On the other hand, as is clear from Comparative Example 2.3 and Invention 3.4, the amount of rubber cement adhered is kept within the range of 50 to 200 g/n (for good adhesion and workability during flooring manufacturing). I understand that something is necessary.

Furthermore, as shown in Invention 5, if the backing cloth of Invention 1 is used, the cloth is heated, and a rubber strip is attached, adhesion can be achieved at a level that does not pose a practical problem even without attaching rubber cement to the rubber strip. It can be seen that the following can be obtained.

〔Effect of the invention〕

This invention involves cutting the tire site part of a waste tire in a spiral shape in the circumferential direction of the tire to form a string-like strip material as described above, arranging a plurality of these strip materials in parallel, and using this as a backing fabric. In the bonded flooring material, the backing fabric is made by heat-treating the organic fiber fabric to impregnate it with resorcin formalin resin and rubber Latinx, and then coating one side with chloroprene rubber cement, which provides durability, dimensional stability, This has the effect of making it possible to obtain a flooring material with excellent appearance.
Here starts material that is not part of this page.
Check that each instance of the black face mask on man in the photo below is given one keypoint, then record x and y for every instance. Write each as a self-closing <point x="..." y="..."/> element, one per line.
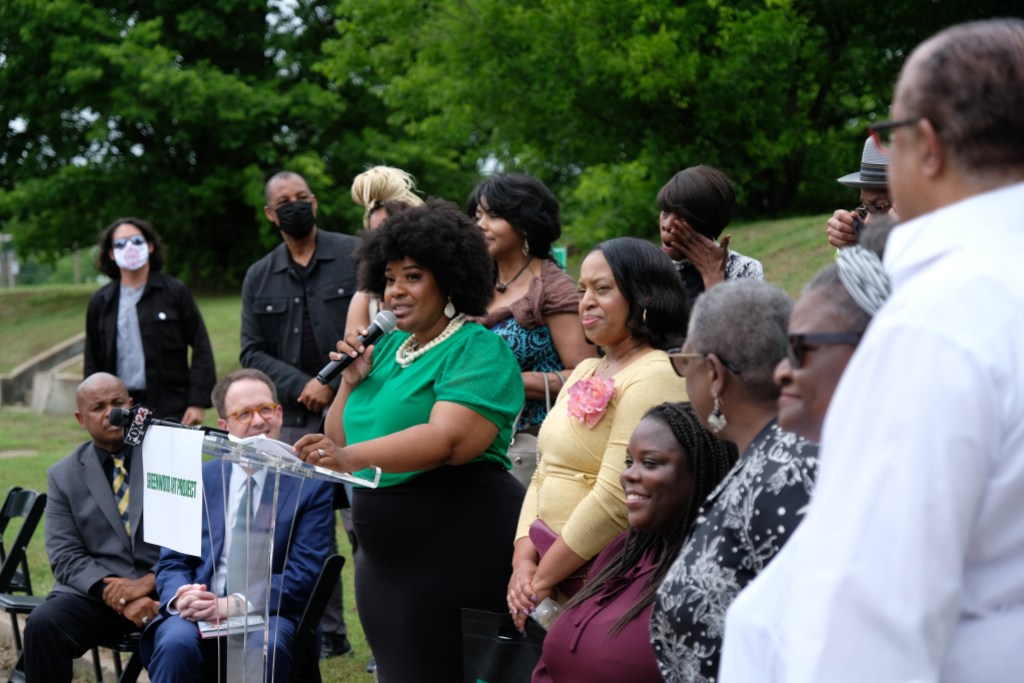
<point x="296" y="218"/>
[Brief explanation of the drawing]

FIGS. 1(a) to 1(e) are explanatory diagrams showing an example of the manufacturing process of the flooring material of the present invention. DESCRIPTION OF SYMBOLS 1... Tire, 2... Shoulder part, 3... Rotating blade, 4... Tire side part, 5... Cutter, 6...
... Strip material, 7... Huffing machine, 8...
・Huffed strip, 9...Storage box, lO...press roller, 11...cement tank, 12...dryer,
13... Lining cloth, 20... Flooring material, Q... Adhesive material. Figure 1 (a) Figure 1 (b)

Claims (1)

[Claims] 1. The tire side part of a waste tire is cut in a spiral shape in the circumferential direction of the tire to form a string-like strip material, a plurality of strip materials are arranged in parallel, and this is used as a backing fabric. A bonded flooring material, characterized in that the backing cloth is formed by heat-treating an organic fiber fabric to impregnate it with resorcin formalin resin and rubber latex, and then coating one side with chloroprene-based rubber cement. 2. The adhesion amount of the above rubber cement is 50g/m^2~2
Claim 1 using a backing fabric within the range of 00g/m^2
Flooring materials listed in . 3. The flooring material according to claim 1, wherein the rubber cement uses a backing fabric coated with cement whose main component is sulfur-modified chloroprene rubber.